CXO Today noted that Anthropic’s leadership has boasted about automating much of its internal software development — which, if the internal model is Mythos-grade, makes the irony of “AI leaked itself” even more pointed.

The Bigger Pattern: AI as Internal Infrastructure

This is no longer a hypothetical or a PR stunt. Built In’s analysis describes how Claude Code reached $1 billion in run-rate revenue just six months after general availability, driven largely by enterprise teams who adopted the Anthropic-eats-its-own-dog-food model internally. The product validated itself by being the product.

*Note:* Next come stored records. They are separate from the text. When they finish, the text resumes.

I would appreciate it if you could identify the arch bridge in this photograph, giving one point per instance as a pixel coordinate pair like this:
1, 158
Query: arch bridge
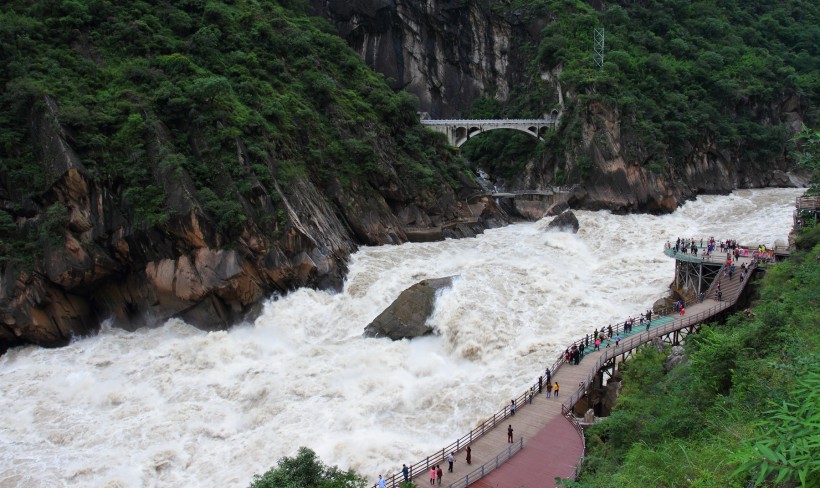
459, 131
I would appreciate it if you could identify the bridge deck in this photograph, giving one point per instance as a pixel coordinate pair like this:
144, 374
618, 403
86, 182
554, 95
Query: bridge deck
552, 445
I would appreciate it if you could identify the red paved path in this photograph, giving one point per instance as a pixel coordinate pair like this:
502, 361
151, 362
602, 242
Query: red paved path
552, 452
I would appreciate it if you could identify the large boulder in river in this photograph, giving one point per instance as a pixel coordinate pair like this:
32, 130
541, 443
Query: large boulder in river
565, 221
407, 316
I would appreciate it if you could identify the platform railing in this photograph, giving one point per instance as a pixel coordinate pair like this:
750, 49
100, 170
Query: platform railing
627, 343
489, 466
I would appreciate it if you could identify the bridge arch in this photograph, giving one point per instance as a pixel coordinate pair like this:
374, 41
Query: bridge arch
460, 131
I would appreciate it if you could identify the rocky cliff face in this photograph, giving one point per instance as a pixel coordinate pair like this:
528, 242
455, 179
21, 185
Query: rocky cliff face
446, 52
449, 53
105, 263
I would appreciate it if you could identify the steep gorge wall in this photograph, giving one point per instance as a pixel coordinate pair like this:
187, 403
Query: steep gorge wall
105, 263
449, 53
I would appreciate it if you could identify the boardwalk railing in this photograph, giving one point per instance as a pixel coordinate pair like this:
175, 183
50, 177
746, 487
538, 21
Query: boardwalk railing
489, 466
627, 343
634, 341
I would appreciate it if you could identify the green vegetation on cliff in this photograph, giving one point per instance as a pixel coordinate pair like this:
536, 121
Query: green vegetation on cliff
306, 469
223, 102
742, 409
679, 74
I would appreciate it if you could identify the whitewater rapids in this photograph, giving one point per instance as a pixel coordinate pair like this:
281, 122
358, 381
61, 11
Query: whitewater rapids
178, 407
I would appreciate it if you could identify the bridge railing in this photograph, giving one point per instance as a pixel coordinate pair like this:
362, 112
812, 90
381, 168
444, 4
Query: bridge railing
634, 341
489, 466
488, 121
627, 344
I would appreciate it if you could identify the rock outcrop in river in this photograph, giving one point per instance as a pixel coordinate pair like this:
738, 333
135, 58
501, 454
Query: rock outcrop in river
407, 316
450, 53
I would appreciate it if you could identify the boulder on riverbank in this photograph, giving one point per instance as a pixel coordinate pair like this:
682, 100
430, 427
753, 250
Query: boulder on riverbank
566, 221
407, 316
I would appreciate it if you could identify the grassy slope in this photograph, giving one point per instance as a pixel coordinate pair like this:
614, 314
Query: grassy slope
679, 73
208, 80
743, 407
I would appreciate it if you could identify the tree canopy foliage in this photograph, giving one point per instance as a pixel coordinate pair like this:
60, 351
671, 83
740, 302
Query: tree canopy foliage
679, 74
228, 97
306, 470
742, 411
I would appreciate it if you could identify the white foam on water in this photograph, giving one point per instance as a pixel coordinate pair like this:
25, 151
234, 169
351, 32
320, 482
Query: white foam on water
175, 406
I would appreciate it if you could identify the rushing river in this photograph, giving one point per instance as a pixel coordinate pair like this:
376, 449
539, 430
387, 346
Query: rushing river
175, 406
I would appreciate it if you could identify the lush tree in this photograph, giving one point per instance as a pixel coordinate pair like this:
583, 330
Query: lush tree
307, 470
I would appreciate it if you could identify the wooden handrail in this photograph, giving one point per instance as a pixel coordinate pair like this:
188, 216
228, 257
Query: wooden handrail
627, 344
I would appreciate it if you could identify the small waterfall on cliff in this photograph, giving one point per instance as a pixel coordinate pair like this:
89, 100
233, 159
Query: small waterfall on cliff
175, 406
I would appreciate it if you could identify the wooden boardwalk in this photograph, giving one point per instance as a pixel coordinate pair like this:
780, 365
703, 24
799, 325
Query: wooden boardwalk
553, 444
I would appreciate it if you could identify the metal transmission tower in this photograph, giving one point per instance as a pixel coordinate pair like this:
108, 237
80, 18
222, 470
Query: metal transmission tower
599, 47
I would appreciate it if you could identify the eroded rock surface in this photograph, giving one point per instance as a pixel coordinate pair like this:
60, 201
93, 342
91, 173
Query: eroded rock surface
407, 316
566, 221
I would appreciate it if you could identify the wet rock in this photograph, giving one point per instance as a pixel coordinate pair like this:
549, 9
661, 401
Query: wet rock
407, 316
566, 221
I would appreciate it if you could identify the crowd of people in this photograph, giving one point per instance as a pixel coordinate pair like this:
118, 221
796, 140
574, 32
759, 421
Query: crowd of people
607, 335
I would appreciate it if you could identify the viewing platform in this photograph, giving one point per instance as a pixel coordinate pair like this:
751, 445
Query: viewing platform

The implication is structural: Anthropic has created a recursive engineering loop. Claude builds tools. Those tools are used to train and evaluate better Claudes. Better Claudes build better tools. Mythos, if as capable as advertised, represents a potential step-change in that loop — one that would make every subsequent public product inherently more powerful, even if end users never interact with Mythos directly.

Part III: Is Mythos Being Used to Improve Older and Future Models?

What “Self-Improvement” Actually Means in Practice

The term “AI self-improvement” conjures science fiction. The reality is more bureaucratic, but no less significant. There are several well-established mechanisms by which a more capable model improves its successors — and Mythos is positioned to exercise all of them.

Synthetic data generation is perhaps the most immediate. A more powerful model generates higher-quality training examples — code, reasoning chains, step-by-step instructions, annotated problem solutions — that can be used to fine-tune smaller or future models. This is already a standard industry practice. If Mythos is generating synthetic training data for Haiku- and Sonnet-class models, the quality of those models quietly improves without a single new human data point entering the pipeline.

Constitutional AI and RLAIF represent a second mechanism. Anthropic pioneered Constitutional AI, where one model critiques and refines the outputs of another — a technique that forms the backbone of how Anthropic trains for safety and helpfulness. If Mythos is now serving as the “judge” model in Anthropic’s reinforcement learning pipelines, every model in the lineup benefits from Mythos-level oversight. The feedback signal becomes sharper, the alignment more precise, the outputs more reliable.

Red-teaming and safety evaluation offer a third avenue. Mythos’s extraordinary cybersecurity capabilities — the same ones that alarmed Anthropic’s own team — make it an obvious choice for internal red-teaming: having the model attempt to break, manipulate, or jailbreak existing Claude models to identify weaknesses before those weaknesses can be exploited externally. The safer and more robust Opus 4.6 became before its February 2026 release, the more likely it is that a capable internal model was used to stress-test it.

The Capybara Tier and Model Distillation

The leaked document described Capybara/Mythos not just as a top-tier public model but as a new class of model — one “larger and more intelligent than our Opus models.” This language is significant for what it implies about its role in the broader model hierarchy.

In machine learning, it’s common to train a very large “teacher” model and then use its outputs to distill a smaller, faster, cheaper “student” model. The student inherits capabilities it couldn’t have developed from scratch at its parameter count. If Mythos, at 10 trillion parameters, is serving as the teacher, every future Sonnet and Haiku model could be a Mythos-distilled artifact — carrying capabilities far beyond what their size would naively suggest.

This would explain Anthropic’s aggressive product release cadence in late 2025 and early 2026. The benchmarks keep jumping. Opus 4.6 demonstrably outperforms its predecessors in ways that felt sudden to outside observers. If Mythos has been in the training loop — as teacher, as red-teamer, as synthetic data engine — the improvements aren’t mysterious at all. They’re downstream effects of having a vastly more capable model whispering in the ear of every model that follows it.

What Comes After Mythos?

If Mythos is Claude 5, the question becomes: what is Claude 6? And the answer implied by the recursive loop is uncomfortable: Claude 6 is what Mythos decides it should be.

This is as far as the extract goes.